When setting your sort gates in Diva, there are some limitations that users need to be aware of that are not obvious, especially when it comes to gating on populations close to or below the axis.
I first encountered this issue when samples were either overcompensated, or (as discussed in the previous post) when small fluorescent particles pushed the baseline restore artificially negative, so that the population of interest was at or below 0. There is a minimum “upper limit” for your sorting gate, and if you set the region boundary below this, no events will be sorted (your sort rate and collected events will be 0, even though you see events in the gate on the plots). This is true for ANY gate in the hierarchy, so if your “sort gate” is a descendant of a gate that is set too low, you will not register any sorted events.

Setting the gate any lower than shown for APC will result in no events being sorted.
The next limitation to highlight is that Diva cannot distinguish a LOWER boundary that is less than this cutoff—if you are sorting below this minimum limit, then ANYTHING below that is considered “in the gate” regardless of what lower boundary you set. In this example, region P5 is set around only the orange population, but in the post sort analysis on the right, you can see the green population was ALSO sorted.

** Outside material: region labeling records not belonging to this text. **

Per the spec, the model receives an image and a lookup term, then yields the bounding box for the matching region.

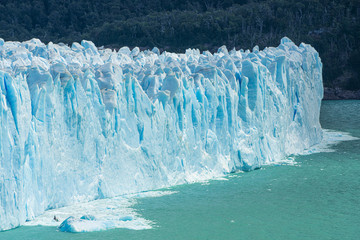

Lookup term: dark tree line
[0,0,360,90]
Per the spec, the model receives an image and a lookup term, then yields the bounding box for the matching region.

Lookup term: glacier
[0,37,323,230]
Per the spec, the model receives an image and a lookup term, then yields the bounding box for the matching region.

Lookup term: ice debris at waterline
[24,191,177,232]
[0,38,323,230]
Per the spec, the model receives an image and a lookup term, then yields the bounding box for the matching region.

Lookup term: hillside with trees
[0,0,360,97]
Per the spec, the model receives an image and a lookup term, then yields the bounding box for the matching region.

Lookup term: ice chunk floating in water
[0,38,323,230]
[25,191,176,232]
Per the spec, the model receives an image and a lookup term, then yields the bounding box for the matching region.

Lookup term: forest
[0,0,360,90]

Lastly, if you were going to try to sort just the green population, you could set at least one point of the gate above that “minimum threshold” value to get around that “minimum threshold” and get events to sort, and exclude the orange population from your gate, but you would end up still sorting both as it will sort anything below that minimum threshold value regardless of if it is gated or not. Again, post sort shows that even though only the green was gated, both green and orange populations are present in the post-sort sample.

We have found this to be true on both the Arias as well as the S6—The S6 allows for up to 16 gating levels vs. the Aria’s limit of 8, but still cannot distinguish gating below 0.
(I set this up with calibrite beads, FITC is green, PE is orange, then unstained and APC are the blue. I purposely overcompensated FITC from APC, and PE from APC, to push the populations below 0 but still be able to distinguish them.)